Without proper attention, suitable exercise adaptations, belly binding, or waist training diastasis recti can linger on in some people for years or even decades. Though not considered an emergency per se, when the internal organs don’t have the full support of the abdominal muscles we can experience a variety of unpleasant symptoms. Indicators include; difficulty performing certain movements or exercises, back pain, constipation, and (in rare cases) damage to the area with improper lifting which may result in a hernia!

Diastasis Recti and Fitness

It’s important to be aware of the condition and be prepared to modify traditional fitness activities. Some routine fitness moves trainers promote – including crunches, sit-ups, push-ups, press-ups, and front planks – will inadvertently make the abdominal separation worse, not better. Swimming, some yoga poses (like a downward dog), and doing anything on your hands and knees can also aggravate the injury.
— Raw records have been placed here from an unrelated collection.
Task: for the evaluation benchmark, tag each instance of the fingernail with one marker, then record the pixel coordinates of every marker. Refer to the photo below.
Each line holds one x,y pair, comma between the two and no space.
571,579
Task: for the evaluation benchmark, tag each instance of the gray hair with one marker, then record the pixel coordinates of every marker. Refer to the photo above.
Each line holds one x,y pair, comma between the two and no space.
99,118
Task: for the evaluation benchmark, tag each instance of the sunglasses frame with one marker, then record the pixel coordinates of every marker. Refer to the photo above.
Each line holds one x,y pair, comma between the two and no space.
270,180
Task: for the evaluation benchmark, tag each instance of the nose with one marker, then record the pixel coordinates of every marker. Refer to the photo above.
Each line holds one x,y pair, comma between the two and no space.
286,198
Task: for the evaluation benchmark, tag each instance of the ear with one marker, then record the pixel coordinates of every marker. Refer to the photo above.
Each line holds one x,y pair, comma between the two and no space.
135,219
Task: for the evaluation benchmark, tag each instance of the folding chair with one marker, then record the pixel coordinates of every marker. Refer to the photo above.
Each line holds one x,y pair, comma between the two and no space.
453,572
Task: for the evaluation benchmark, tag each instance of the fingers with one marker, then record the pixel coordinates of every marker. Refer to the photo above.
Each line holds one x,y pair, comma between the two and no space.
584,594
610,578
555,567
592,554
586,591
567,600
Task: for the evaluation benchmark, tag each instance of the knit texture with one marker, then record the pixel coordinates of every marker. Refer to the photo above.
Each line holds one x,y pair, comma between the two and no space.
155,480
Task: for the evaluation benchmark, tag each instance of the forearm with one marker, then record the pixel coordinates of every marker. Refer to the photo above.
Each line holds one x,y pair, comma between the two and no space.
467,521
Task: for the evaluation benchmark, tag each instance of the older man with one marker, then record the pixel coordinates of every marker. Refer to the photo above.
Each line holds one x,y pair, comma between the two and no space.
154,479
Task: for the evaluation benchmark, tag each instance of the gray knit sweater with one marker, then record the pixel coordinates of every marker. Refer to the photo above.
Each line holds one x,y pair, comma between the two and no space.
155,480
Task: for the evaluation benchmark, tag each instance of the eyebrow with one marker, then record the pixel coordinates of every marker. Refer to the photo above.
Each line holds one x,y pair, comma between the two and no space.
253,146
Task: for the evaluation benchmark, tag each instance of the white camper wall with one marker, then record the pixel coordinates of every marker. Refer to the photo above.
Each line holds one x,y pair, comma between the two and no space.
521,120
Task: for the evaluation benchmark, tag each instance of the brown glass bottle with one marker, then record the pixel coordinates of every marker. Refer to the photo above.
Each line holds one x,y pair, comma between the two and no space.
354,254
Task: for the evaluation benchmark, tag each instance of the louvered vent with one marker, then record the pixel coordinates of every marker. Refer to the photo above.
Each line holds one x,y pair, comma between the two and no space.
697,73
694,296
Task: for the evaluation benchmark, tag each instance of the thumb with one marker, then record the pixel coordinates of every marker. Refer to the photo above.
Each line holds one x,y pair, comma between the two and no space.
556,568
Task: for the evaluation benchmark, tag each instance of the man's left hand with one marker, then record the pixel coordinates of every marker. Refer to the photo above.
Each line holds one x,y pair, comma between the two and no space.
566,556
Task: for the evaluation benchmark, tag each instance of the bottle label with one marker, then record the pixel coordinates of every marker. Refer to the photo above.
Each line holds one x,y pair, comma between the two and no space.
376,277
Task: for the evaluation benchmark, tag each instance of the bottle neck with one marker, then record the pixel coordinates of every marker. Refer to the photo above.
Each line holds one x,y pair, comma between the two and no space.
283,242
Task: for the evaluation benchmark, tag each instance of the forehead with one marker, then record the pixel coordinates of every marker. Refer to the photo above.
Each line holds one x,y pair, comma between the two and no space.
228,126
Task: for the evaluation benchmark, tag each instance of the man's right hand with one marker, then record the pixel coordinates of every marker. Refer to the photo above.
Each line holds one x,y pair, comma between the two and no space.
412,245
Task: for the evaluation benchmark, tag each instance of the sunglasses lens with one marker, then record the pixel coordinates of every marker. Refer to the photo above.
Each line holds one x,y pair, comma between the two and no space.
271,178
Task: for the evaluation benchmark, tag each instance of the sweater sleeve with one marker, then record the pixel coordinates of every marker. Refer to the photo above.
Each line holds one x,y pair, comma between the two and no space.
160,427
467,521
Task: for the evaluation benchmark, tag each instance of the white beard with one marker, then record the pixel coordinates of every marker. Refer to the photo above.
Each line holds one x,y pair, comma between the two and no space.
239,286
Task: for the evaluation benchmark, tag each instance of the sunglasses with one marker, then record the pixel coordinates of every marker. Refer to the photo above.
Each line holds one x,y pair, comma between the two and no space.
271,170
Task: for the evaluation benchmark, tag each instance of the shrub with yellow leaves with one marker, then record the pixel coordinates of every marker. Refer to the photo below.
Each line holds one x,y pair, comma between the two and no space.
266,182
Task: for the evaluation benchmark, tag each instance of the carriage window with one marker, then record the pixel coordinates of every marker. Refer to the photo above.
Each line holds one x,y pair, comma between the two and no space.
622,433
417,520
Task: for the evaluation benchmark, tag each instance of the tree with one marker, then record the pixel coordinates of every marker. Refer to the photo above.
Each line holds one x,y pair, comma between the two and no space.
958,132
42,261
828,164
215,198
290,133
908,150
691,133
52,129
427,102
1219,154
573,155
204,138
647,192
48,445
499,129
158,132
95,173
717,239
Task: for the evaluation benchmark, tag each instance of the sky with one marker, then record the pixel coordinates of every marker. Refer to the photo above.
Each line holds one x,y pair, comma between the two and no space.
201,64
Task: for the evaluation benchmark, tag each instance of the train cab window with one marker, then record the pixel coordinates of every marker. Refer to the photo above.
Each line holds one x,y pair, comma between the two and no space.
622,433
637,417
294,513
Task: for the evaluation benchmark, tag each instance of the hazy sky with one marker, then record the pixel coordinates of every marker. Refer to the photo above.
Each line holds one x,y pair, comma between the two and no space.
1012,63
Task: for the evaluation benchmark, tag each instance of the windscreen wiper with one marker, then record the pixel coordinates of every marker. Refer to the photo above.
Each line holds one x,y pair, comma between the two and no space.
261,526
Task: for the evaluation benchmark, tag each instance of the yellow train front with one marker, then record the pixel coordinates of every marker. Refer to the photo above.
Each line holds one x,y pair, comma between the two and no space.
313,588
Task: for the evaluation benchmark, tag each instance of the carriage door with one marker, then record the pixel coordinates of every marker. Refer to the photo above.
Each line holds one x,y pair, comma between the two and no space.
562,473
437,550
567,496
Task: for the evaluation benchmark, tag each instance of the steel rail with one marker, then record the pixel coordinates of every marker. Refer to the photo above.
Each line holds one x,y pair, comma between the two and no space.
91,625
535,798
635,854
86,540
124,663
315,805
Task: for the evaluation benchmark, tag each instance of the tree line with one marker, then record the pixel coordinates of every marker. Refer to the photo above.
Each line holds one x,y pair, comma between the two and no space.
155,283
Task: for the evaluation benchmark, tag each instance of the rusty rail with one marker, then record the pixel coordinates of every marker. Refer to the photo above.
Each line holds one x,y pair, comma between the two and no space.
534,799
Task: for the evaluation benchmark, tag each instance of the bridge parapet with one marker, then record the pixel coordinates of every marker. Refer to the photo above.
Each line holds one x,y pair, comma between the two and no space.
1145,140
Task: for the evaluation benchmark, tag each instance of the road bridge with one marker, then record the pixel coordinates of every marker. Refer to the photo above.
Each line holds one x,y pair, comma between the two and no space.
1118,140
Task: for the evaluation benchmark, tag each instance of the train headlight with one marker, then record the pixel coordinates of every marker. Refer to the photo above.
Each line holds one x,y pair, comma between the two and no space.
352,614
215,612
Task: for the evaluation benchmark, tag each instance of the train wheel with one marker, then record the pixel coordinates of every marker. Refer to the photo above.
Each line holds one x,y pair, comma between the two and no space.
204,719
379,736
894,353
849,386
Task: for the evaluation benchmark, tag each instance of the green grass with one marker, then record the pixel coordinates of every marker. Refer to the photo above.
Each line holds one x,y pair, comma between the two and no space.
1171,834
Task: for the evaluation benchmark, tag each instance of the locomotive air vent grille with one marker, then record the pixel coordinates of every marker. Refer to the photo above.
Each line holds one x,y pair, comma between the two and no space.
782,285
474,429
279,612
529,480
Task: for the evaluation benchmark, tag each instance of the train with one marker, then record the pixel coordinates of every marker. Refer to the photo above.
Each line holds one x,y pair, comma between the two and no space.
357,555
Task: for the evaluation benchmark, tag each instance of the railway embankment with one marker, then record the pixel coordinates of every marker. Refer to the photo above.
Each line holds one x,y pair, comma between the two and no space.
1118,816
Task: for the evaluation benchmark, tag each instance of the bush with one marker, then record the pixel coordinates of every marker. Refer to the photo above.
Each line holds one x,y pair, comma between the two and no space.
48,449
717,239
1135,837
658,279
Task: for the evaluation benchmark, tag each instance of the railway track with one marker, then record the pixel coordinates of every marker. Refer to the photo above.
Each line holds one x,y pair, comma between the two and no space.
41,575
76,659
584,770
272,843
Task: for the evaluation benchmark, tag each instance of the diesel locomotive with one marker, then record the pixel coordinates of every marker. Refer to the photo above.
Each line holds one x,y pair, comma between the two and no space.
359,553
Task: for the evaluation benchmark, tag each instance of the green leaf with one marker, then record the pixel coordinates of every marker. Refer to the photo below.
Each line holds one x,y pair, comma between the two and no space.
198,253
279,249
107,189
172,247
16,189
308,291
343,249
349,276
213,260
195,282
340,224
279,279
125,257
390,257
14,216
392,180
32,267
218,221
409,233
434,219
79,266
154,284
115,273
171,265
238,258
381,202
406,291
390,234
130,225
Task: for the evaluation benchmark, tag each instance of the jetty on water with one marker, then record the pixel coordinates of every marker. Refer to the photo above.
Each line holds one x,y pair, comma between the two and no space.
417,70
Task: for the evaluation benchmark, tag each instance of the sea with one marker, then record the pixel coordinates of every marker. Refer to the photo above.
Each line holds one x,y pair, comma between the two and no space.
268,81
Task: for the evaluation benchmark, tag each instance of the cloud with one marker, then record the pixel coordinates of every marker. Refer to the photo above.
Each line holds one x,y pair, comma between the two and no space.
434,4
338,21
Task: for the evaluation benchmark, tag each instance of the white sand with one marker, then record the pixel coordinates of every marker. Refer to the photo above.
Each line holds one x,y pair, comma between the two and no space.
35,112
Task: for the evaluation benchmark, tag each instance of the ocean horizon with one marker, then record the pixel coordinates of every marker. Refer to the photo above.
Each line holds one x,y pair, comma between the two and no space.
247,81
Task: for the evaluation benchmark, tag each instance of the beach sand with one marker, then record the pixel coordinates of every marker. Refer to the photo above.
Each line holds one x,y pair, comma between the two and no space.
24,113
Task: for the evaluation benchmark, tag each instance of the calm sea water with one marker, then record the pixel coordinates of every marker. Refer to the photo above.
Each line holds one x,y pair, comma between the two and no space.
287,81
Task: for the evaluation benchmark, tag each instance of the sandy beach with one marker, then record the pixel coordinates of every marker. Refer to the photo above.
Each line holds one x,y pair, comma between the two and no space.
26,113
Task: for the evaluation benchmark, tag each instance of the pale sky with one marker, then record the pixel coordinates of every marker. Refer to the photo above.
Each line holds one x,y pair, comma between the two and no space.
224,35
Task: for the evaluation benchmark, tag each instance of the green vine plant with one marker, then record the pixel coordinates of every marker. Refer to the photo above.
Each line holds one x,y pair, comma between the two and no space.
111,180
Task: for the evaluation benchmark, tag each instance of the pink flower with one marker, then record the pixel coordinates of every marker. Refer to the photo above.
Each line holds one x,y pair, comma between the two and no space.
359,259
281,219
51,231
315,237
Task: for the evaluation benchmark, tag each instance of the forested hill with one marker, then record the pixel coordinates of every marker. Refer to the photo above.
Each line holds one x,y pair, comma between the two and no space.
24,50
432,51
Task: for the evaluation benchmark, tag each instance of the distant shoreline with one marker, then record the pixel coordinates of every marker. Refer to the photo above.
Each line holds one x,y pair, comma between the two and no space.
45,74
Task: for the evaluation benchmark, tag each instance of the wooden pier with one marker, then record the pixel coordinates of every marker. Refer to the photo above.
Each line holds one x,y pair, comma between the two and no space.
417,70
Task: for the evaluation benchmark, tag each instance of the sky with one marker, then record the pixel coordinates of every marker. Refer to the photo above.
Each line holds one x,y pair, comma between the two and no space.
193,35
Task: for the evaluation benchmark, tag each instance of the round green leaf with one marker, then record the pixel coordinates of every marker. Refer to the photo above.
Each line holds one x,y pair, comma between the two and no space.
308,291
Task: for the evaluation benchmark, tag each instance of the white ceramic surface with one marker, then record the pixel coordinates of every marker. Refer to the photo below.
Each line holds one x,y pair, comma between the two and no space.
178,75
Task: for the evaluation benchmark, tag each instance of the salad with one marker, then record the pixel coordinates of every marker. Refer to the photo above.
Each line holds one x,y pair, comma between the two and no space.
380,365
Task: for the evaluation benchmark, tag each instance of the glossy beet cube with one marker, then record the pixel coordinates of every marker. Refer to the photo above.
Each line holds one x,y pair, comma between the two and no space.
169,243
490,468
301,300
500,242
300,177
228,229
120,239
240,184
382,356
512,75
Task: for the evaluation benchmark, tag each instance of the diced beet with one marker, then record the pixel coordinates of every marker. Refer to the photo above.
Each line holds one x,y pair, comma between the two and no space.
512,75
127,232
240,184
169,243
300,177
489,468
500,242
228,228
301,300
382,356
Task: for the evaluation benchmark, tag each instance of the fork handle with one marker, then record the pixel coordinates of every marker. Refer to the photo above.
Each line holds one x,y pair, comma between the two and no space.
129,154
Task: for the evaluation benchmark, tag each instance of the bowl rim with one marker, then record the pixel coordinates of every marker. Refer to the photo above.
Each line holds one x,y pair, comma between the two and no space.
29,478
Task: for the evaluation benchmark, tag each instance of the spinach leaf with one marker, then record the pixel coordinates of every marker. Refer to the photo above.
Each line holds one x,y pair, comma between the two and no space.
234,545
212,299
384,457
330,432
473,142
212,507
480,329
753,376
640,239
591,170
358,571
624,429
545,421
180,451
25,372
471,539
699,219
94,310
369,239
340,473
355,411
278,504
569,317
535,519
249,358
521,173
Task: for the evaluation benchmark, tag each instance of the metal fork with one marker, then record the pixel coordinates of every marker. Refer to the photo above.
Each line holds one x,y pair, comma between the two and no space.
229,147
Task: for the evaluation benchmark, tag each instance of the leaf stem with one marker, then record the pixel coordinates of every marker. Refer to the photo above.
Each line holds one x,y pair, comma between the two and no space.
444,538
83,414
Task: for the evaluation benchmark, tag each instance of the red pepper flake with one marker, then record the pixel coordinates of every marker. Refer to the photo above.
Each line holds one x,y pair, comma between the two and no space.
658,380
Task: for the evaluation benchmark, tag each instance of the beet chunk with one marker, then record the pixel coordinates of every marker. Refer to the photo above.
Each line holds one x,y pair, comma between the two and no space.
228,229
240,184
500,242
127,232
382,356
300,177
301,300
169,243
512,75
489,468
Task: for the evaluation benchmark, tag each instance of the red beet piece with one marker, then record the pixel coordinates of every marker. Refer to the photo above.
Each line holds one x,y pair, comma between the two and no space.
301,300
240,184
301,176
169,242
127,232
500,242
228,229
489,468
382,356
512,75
Other activities that prevent muscles from knitting back together properly include lifting, twisting, jackknifing out of bed, and other moves that activate the core muscles in a “bulging” way.

Diastasis Recti and Fitness

Movements that help reknit the rectus abdominal muscle safely include gentle and careful side-lying exercises, deep chest breathing, and mindful awareness and modification of daily tasks. Pushing up on one’s side to get out of a chair or bed slowly will also help prevent additional separation and begin healing the injury over time.

Diastasis Recti Resources

Paid courses, programs, and one-on-one trainer support for those with diastasis recti are available and there is also a wealth of free information, tutorials, and videos that explain how to modify your movements and start your healing journey available online. To learn more about diastasis recti, including how to check yourself at home and modify your existing exercise routine and daily movements, start by viewing these free videos on Vimeo:

  • https://vimeo.com/103378969
  • https://vimeo.com/20424659
  • https://vimeo.com/123247513

Remember, it’s important to heal the injury before having more children or attempting traditional core training exercises. Moderate to severe cases of diastasis recti can add additional undue hardship, superfluous back pain. Make it easier on your body by taking the time to heal your previous injury and properly knit your abs back together.

Diastasis Recti Resources
Image Credit: MotherFigure.com

Healing your diastasis recti will take some conscious choices and mindful changes to your movements and postures, but by adopting even a handful of the recommended movements and techniques, you will feel much improved and well on your way to recovery. In no time at all, I will be back to easily performing all the twisting and lifting moves that are so much a part of our lives, and back on track with your more rigorous core training!

Other Alternatives

Once you have ruled out the possibility of a lingering abdominal injury that needs to be addressed and healed – or if you’ve taken the time and put in the work to heal your diastasis recti but still haven’t achieved the results you’re looking for – you may want to consider using waist trainers, bands, bodysuits, shapers, or corsets to tighten up and reshape any trouble areas. Waist trainers and cinchers, and other body-shaping and training undergarments (for even arms and bottoms) have come a long way since the 1800s and you don’t have to tight-lace a corset to see results.

Attaining that elusive hourglass shape can be a long, challenging, but rewarding process. Don’t give up and do take advantage of the supporting physical fitness trainers and support garments available to you so you can speed the healing and re-adjusting process.